Terceiro provedor, já começou a usar sistema misto e está perdendo clientes por que as outras começaram a investir em fibra.

Fibra ou rádio, quando está ruim esquece por que é como coronavírus; todos no mesmo barco

----------


## sphreak

> Fala Pessoal,
> 
> Estou com um PTP aqui de 350 mt de distancia dando 80mb de Down porem conexão de net caindo e só volta depois que reinicia.
> 
> Cenário:
> 
> - Distancia = 340mt
> - AP e Cliente = Wom 5000
> 
> ...


Eu verifiquei que o sinal entre chains está desencontrado. Me parece que está com problema downtilt (alinhamento da antena em nível). Pode ser que tenha algum obstáculo trancando a visada.
Verifique esses detalhes.

Verifique também a faixa de IP da sua rede. Ela é 192.168.2.xxx?

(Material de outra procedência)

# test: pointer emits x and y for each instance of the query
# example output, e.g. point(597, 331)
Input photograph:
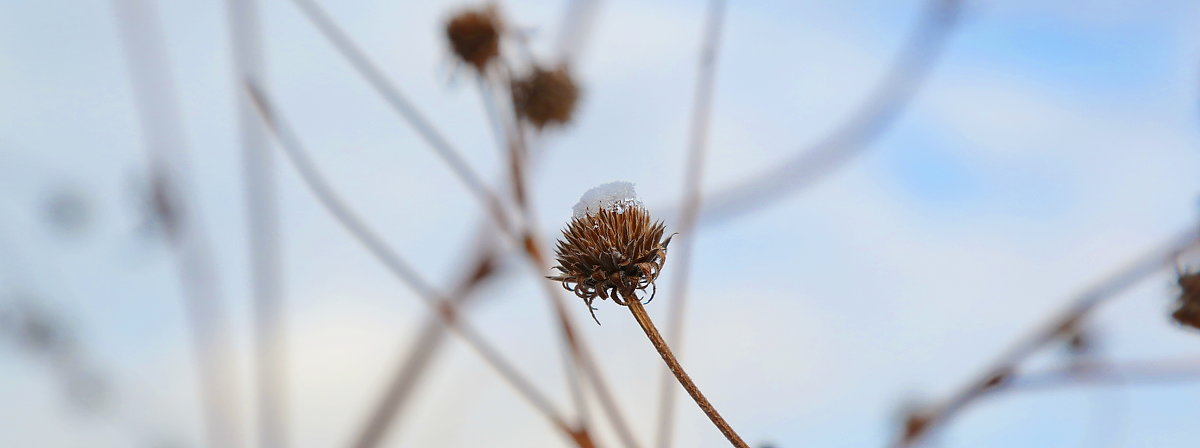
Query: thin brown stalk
point(402, 269)
point(270, 358)
point(160, 115)
point(1079, 309)
point(405, 108)
point(853, 137)
point(660, 345)
point(697, 144)
point(409, 371)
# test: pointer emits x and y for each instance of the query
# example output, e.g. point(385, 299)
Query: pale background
point(1053, 142)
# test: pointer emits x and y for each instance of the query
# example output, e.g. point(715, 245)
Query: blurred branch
point(697, 144)
point(397, 266)
point(412, 368)
point(400, 103)
point(159, 111)
point(1080, 308)
point(580, 358)
point(263, 225)
point(852, 138)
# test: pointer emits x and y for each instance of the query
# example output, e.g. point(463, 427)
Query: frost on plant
point(617, 196)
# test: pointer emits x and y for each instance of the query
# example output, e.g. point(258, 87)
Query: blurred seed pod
point(545, 96)
point(475, 36)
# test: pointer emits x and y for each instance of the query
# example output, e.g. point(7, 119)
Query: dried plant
point(545, 96)
point(1187, 311)
point(611, 255)
point(611, 250)
point(475, 36)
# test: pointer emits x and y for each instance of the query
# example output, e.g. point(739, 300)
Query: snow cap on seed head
point(616, 196)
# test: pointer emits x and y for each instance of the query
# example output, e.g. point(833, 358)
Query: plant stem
point(643, 320)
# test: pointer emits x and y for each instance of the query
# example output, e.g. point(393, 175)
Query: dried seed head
point(475, 36)
point(1188, 306)
point(545, 96)
point(612, 250)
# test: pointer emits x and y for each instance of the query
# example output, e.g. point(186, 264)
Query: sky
point(1050, 144)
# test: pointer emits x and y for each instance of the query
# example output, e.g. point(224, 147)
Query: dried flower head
point(1188, 309)
point(545, 96)
point(611, 249)
point(475, 36)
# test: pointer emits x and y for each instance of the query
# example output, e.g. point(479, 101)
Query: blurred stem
point(660, 345)
point(697, 147)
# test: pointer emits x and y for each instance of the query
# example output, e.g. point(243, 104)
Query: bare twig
point(400, 268)
point(519, 161)
point(409, 372)
point(1107, 374)
point(660, 345)
point(400, 103)
point(697, 144)
point(160, 115)
point(853, 137)
point(1078, 310)
point(270, 359)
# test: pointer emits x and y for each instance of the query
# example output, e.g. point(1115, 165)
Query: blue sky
point(1051, 143)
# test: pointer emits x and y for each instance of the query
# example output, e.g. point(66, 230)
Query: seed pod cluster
point(545, 96)
point(475, 36)
point(1187, 311)
point(611, 254)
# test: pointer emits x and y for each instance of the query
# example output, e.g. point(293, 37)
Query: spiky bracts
point(1188, 308)
point(475, 36)
point(545, 96)
point(611, 254)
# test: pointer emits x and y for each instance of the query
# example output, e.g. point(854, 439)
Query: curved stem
point(643, 320)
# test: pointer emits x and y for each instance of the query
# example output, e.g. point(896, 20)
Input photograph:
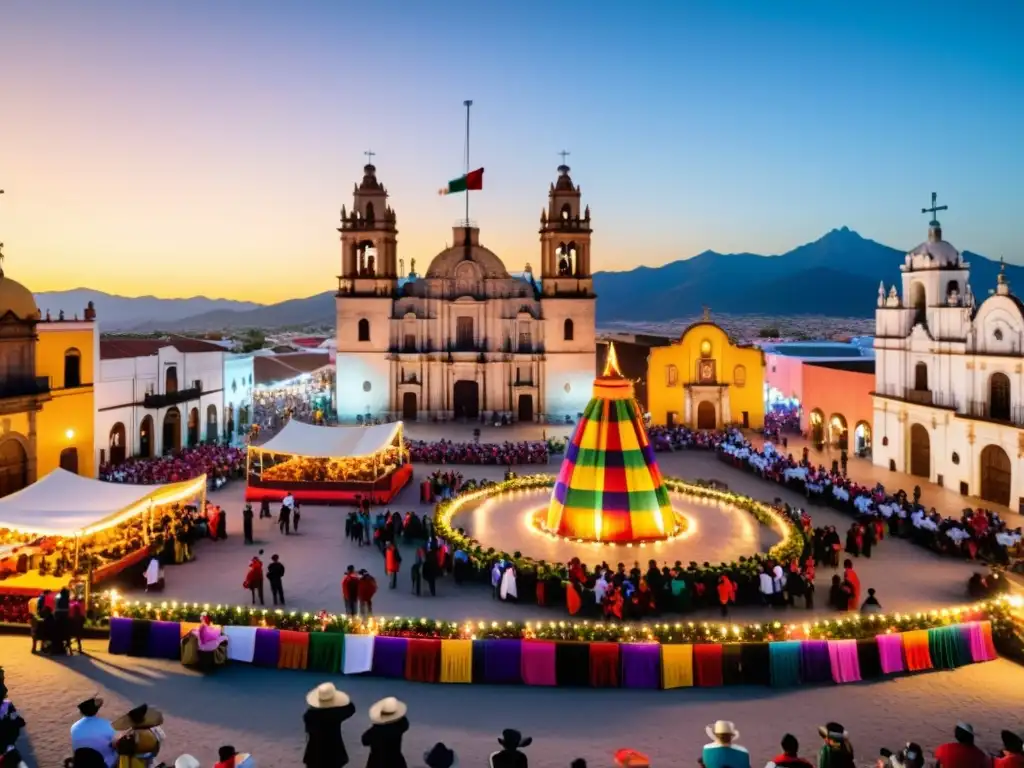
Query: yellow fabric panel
point(457, 660)
point(677, 666)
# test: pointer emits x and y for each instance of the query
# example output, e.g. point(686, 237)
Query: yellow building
point(706, 381)
point(46, 389)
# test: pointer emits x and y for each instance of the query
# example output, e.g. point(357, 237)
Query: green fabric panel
point(326, 650)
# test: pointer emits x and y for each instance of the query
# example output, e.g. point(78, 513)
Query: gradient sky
point(206, 147)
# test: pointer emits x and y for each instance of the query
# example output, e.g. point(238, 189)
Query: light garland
point(999, 610)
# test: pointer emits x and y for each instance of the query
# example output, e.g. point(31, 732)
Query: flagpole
point(468, 102)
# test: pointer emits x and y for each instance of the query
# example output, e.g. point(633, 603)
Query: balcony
point(155, 400)
point(25, 386)
point(999, 413)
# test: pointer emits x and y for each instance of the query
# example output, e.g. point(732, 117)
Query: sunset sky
point(206, 147)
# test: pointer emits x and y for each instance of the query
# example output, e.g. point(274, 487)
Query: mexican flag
point(472, 180)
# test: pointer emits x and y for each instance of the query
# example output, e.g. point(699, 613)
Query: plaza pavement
point(260, 711)
point(907, 578)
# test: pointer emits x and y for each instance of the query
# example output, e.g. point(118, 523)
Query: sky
point(206, 148)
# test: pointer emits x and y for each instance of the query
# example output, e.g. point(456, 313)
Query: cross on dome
point(934, 210)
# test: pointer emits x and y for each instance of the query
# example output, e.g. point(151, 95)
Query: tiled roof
point(120, 348)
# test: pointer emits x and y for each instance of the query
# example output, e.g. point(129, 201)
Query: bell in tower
point(369, 237)
point(565, 237)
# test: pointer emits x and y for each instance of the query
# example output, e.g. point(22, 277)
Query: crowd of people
point(308, 400)
point(501, 454)
point(218, 463)
point(975, 534)
point(136, 738)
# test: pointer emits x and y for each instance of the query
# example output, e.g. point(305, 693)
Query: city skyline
point(201, 151)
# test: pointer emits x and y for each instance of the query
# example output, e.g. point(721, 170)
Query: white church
point(465, 340)
point(949, 376)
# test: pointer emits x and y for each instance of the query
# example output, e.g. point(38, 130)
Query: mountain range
point(836, 275)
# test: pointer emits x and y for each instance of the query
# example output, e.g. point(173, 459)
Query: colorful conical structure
point(609, 487)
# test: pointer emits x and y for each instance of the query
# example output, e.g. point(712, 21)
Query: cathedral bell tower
point(367, 287)
point(567, 301)
point(565, 240)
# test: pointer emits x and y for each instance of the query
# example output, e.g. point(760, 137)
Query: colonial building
point(46, 389)
point(949, 376)
point(156, 395)
point(706, 380)
point(465, 339)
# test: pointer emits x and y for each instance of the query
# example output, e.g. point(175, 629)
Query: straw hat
point(326, 696)
point(722, 728)
point(142, 716)
point(387, 711)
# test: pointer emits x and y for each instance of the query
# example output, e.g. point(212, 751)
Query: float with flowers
point(329, 465)
point(66, 529)
point(582, 653)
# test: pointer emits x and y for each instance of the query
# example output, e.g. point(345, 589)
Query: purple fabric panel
point(891, 653)
point(389, 656)
point(503, 662)
point(267, 647)
point(845, 664)
point(120, 636)
point(539, 663)
point(641, 665)
point(815, 665)
point(165, 640)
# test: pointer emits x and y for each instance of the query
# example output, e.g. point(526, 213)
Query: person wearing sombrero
point(440, 756)
point(139, 743)
point(388, 723)
point(328, 709)
point(510, 756)
point(93, 732)
point(837, 752)
point(723, 752)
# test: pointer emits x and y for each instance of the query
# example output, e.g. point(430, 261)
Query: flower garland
point(853, 627)
point(785, 551)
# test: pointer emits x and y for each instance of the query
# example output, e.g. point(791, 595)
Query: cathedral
point(465, 340)
point(948, 376)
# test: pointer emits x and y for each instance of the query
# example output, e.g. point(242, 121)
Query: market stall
point(330, 465)
point(66, 527)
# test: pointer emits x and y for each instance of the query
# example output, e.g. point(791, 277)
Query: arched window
point(171, 380)
point(73, 368)
point(998, 396)
point(921, 377)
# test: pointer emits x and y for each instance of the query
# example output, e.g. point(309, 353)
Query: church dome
point(444, 263)
point(17, 299)
point(934, 251)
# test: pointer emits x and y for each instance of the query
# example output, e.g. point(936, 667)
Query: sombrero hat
point(142, 716)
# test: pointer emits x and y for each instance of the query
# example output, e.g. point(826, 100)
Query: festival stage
point(330, 465)
point(332, 494)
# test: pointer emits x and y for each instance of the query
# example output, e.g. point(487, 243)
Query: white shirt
point(94, 733)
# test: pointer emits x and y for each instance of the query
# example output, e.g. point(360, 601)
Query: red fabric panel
point(708, 665)
point(604, 665)
point(423, 659)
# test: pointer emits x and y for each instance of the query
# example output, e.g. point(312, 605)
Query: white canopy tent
point(66, 504)
point(311, 441)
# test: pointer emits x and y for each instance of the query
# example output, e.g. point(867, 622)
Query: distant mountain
point(123, 312)
point(313, 310)
point(836, 275)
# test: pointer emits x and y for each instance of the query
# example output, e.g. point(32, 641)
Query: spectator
point(723, 752)
point(962, 753)
point(791, 755)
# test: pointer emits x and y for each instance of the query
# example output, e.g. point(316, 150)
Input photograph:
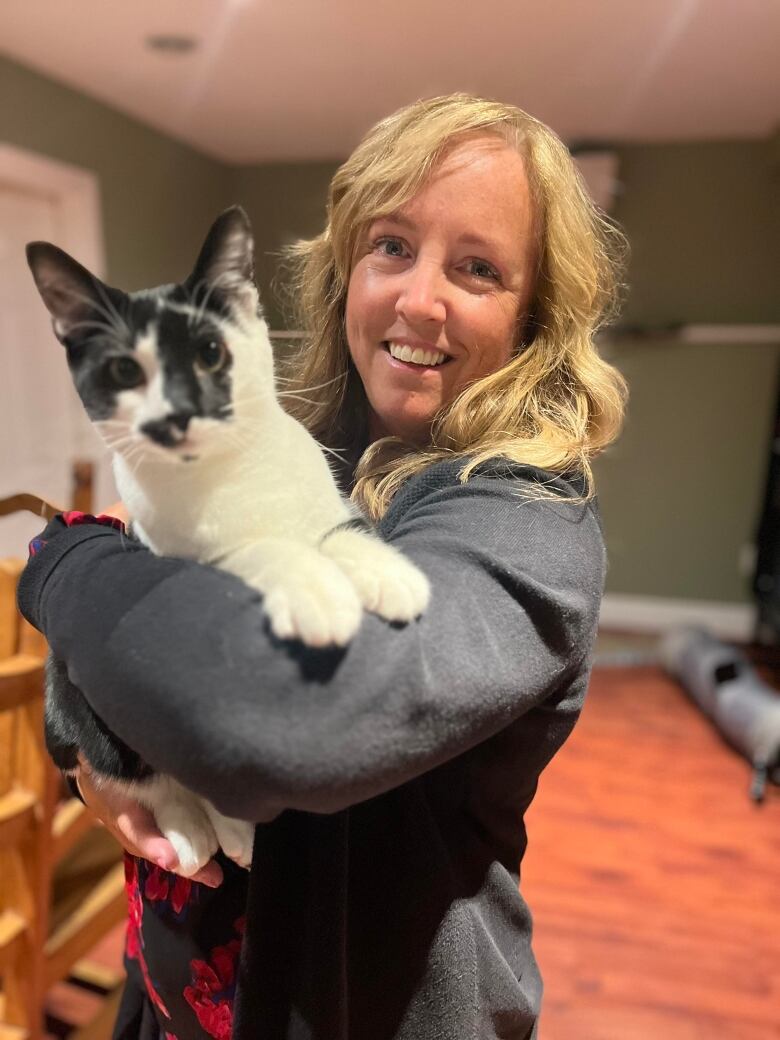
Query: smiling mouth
point(415, 357)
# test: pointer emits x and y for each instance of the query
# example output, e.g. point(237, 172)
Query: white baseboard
point(653, 614)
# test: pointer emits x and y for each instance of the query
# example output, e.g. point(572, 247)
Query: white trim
point(79, 191)
point(653, 614)
point(711, 334)
point(708, 335)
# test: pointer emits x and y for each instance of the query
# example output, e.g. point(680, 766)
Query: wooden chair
point(61, 878)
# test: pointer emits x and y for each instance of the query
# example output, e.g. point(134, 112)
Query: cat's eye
point(210, 357)
point(125, 372)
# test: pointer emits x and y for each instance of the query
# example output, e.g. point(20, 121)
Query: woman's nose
point(423, 294)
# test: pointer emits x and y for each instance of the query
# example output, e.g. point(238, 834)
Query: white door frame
point(77, 192)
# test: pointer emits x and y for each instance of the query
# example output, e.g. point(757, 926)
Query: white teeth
point(416, 356)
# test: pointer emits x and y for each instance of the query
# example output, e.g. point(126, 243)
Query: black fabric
point(389, 779)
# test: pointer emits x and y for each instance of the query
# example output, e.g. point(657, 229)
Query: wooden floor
point(654, 881)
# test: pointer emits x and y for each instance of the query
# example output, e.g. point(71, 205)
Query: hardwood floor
point(653, 880)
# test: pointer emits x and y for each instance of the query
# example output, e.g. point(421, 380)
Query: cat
point(179, 381)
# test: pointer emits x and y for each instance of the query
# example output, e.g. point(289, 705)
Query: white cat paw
point(385, 580)
point(191, 835)
point(236, 838)
point(306, 596)
point(320, 609)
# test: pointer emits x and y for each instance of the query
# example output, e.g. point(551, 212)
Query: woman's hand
point(134, 827)
point(119, 510)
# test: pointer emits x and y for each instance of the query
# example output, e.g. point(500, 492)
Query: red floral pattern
point(134, 933)
point(213, 986)
point(170, 889)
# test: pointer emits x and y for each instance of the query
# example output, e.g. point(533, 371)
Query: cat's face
point(178, 372)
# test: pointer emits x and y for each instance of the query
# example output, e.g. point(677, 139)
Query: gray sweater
point(389, 779)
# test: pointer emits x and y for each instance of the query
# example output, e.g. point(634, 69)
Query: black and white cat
point(179, 381)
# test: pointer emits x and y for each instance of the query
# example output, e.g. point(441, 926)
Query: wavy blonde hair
point(556, 404)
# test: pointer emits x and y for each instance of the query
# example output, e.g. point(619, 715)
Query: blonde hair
point(556, 404)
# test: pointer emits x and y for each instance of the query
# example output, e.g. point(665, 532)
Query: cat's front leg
point(236, 837)
point(306, 595)
point(181, 819)
point(387, 582)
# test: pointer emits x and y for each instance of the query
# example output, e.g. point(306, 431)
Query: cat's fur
point(210, 467)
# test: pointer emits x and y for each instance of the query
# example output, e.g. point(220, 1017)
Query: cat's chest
point(206, 520)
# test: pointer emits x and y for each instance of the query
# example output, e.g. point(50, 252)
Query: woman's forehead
point(478, 190)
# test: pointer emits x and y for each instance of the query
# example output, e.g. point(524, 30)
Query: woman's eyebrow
point(405, 222)
point(470, 239)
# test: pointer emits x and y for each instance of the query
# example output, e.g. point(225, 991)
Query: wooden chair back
point(43, 939)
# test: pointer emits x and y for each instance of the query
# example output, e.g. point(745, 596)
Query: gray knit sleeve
point(189, 676)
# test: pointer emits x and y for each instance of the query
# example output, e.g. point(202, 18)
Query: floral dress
point(183, 942)
point(183, 938)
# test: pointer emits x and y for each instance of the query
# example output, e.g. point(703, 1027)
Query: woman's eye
point(210, 357)
point(481, 268)
point(391, 247)
point(125, 372)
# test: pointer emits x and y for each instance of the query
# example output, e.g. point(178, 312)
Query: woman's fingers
point(135, 829)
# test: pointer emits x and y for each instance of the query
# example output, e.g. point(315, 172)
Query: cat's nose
point(180, 419)
point(167, 431)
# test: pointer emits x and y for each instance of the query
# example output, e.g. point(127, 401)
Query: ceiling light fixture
point(172, 43)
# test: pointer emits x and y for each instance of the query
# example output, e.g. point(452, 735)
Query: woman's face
point(440, 287)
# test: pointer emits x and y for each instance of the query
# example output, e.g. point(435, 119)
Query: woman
point(449, 307)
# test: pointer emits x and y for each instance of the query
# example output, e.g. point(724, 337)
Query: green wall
point(285, 201)
point(158, 197)
point(680, 491)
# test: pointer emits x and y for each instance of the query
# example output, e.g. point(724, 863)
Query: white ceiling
point(303, 79)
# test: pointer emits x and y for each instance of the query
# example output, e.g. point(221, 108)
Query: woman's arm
point(177, 657)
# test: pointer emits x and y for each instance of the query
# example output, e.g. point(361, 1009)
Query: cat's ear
point(72, 294)
point(227, 261)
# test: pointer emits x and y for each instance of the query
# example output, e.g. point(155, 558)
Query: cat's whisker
point(320, 386)
point(113, 319)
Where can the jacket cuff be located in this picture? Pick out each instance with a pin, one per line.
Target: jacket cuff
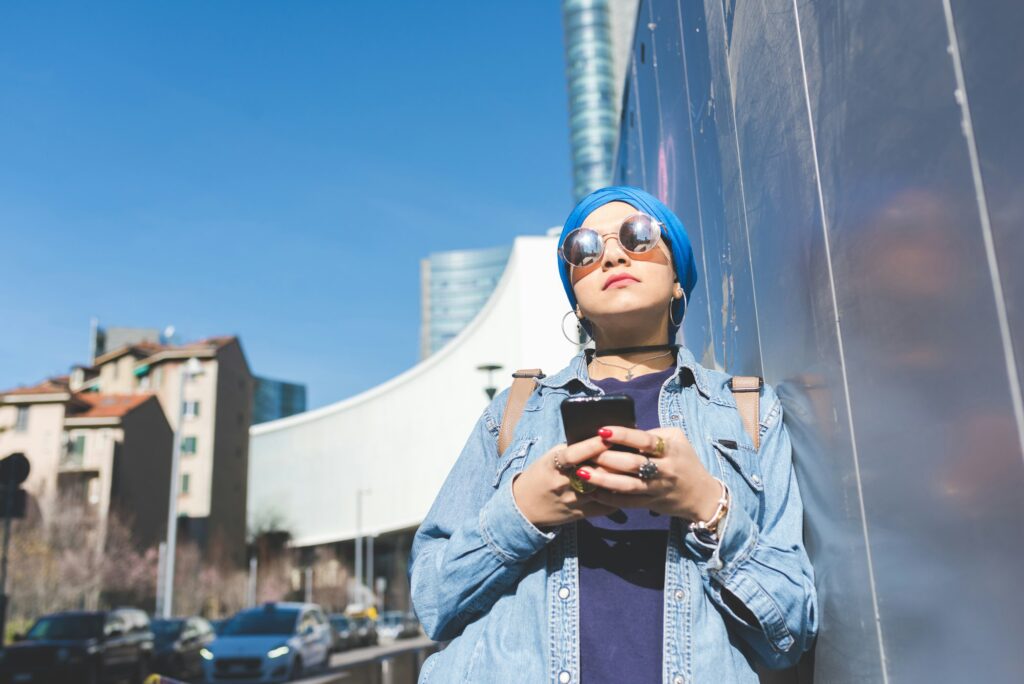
(736, 543)
(507, 531)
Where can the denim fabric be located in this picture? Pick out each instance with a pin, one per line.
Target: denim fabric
(505, 593)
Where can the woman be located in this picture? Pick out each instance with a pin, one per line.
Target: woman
(683, 563)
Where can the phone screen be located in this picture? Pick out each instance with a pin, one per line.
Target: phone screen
(583, 416)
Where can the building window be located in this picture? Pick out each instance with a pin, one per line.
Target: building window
(74, 451)
(93, 490)
(23, 419)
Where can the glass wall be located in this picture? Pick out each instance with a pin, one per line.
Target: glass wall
(849, 173)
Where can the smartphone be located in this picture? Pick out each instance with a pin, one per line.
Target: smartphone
(583, 416)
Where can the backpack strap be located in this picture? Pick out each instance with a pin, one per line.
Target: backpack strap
(747, 391)
(522, 387)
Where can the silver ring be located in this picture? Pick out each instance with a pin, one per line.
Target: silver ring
(648, 470)
(559, 466)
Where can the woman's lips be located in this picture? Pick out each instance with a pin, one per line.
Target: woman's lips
(619, 282)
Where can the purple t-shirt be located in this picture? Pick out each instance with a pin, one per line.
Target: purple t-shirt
(622, 571)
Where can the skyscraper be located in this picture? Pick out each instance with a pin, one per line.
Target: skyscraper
(598, 39)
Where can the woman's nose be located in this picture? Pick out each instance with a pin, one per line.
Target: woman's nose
(613, 252)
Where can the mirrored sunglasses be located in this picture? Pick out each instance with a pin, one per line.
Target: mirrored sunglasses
(638, 233)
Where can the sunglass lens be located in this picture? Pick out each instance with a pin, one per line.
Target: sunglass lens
(639, 233)
(582, 247)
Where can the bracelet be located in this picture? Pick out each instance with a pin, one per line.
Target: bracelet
(710, 526)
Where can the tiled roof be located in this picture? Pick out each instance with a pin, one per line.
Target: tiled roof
(145, 348)
(109, 405)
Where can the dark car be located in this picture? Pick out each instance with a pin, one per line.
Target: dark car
(81, 647)
(366, 631)
(218, 625)
(397, 625)
(344, 632)
(177, 643)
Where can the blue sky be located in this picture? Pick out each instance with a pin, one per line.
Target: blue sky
(273, 170)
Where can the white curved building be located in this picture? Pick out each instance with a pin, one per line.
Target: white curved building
(399, 439)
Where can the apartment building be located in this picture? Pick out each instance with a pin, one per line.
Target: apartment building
(93, 452)
(212, 407)
(213, 410)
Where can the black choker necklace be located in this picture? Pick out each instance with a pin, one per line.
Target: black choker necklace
(633, 350)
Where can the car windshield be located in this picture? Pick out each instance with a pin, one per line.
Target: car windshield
(261, 623)
(66, 627)
(166, 631)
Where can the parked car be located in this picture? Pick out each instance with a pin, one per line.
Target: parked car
(344, 631)
(218, 625)
(177, 643)
(81, 647)
(270, 643)
(366, 631)
(397, 625)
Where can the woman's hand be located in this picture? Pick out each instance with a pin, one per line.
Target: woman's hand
(543, 493)
(683, 486)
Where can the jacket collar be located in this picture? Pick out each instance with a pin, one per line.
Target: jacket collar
(689, 373)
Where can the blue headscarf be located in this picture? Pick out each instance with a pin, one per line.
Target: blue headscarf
(672, 231)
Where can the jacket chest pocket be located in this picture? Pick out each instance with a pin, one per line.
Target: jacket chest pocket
(741, 468)
(514, 461)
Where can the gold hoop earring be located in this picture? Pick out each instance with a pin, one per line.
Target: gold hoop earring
(581, 331)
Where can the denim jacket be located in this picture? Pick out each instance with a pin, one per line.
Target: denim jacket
(504, 592)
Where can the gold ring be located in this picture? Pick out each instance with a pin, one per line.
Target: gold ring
(559, 466)
(581, 485)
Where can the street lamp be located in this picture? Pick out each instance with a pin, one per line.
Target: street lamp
(190, 369)
(489, 368)
(358, 539)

Outra medida é quando a internet cair, antes de reiniciar tudo e com a rede travada, ir do lado da estação/cliente e verificar: O link entre os rádios caiu?

Se caiu, tem que verificar o log dos rádios para ver o que diz lá.

O link não caiu? 
Testar ping entre um PC do lado da estação/cliente e o rádio AP e entre um PC do lado da estação e o servidor DHCP do lado do AP.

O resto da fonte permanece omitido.